The shortest manhunt in history

In response to Priorities, Priorities: NSA Launches Probe into PRISM Leaker:

Looks like it won’t take long to find the big NSA leaker: his name’s Edward Snowden, and he’s a disgruntled Obama voter who worked for the CIA and defense contractor Booz Allen Hamilton.  

In a note accompanying the first set of documents he provided, he wrote: “I understand that I will be made to suffer for my actions,” but “I will be satisfied if the federation of secret law, unequal pardon and irresistible executive powers that rule the world that I love are revealed even for an instant.”

Despite his determination to be publicly unveiled, he repeatedly insisted that he wants to avoid the media spotlight. “I don’t want public attention because I don’t want the story to be about me. I want it to be about what the US government is doing.”

He does not fear the consequences of going public, he said, only that doing so will distract attention from the issues raised by his disclosures. “I know the media likes to personalise political debates, and I know the government will demonise me.”

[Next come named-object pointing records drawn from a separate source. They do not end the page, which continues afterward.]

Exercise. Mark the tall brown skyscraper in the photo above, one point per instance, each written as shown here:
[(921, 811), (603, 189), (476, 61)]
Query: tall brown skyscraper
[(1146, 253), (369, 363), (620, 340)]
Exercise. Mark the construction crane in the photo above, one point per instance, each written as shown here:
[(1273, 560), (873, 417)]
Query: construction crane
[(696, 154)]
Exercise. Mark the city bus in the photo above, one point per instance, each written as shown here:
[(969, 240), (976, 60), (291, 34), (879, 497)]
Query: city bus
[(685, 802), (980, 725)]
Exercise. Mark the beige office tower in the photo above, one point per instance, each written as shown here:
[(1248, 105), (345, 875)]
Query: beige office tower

Despite these fears, he remained hopeful his outing will not divert attention from the substance of his disclosures. “I really want the focus to be on these documents and the debate which I hope this will trigger among citizens around the globe about what kind of world we want to live in.” He added: “My sole motive is to inform the public as to that which is done in their name and that which is done against them.”

He decamped for Hong Kong to escape the U.S. government’s reach, after lying to his supervisor and claiming he needed a few weeks off for epilepsy treatments.  In another UK Guardian interview, he professes himself to be a big fan of Bradley Manning – a “classic whistleblower” who was “inspired by the public good.”  If he wasn’t the main source for the PRISM story, it might have been someone he worked with.

He sounds like a dicey character, and I’m not a big fan of these self-appointed Wikileaks-style guardians of truth.  They’re very picky about whose secrets they disclose.  The net effect is that instead of governments deciding what knowledge should be classified, freelance hackers make that decision… but there are still secrets.  I don’t trust either Barack Obama or Julian Assange.  And I don’t like the idea that only brutally oppressive regimes will henceforth be able to keep secrets.  That seems like a dangerous imbalance of intelligence and counter-intel power.

But what we’ve learned this week is chilling, regardless of the source.  The indiscriminate nature of the cell phone data mining and PRISM are disturbing.  I think I’m ready to go along with quite a lot in the name of counter-terrorism, provided it’s under due process and careful supervision, but this “spying on everybody” stuff is where I think I’ve got to hop off the security train.  (Likewise, I was fairly comfortable with drone strikes, right up to the situation that set off Rand Paul’s famed filibuster.)  

I hear some people on the Right saying we should go easy on Obama because he realized what an utter fool he had been prior to reaching the White House, as soon as he started getting those presidential intelligence briefings, and we should congratulate him for growing up in a hurry.  I’m inclined to offer no such congratulations, because his ideology is still dangerous, he’s never apologized to George Bush for attacking the positions he would later embrace, and he’s taken a lot of this stuff much further than Bush ever did… even as he’s high-fiving himself for killing bin Laden, breaking al-Qaeda’s back, and winning the War on Terror.  

I’ll say this much for Obama, though: he’s incredibly lucky that his most of his mind-numbed followers don’t mind being lied to, and didn’t really mean most of the criticism they hurled at Bush in a desperate fury, particularly around the 2004 election.  Oh, what fun it would be to beam today’s news back to the Kos Kidz of that era, and watch their heads explode.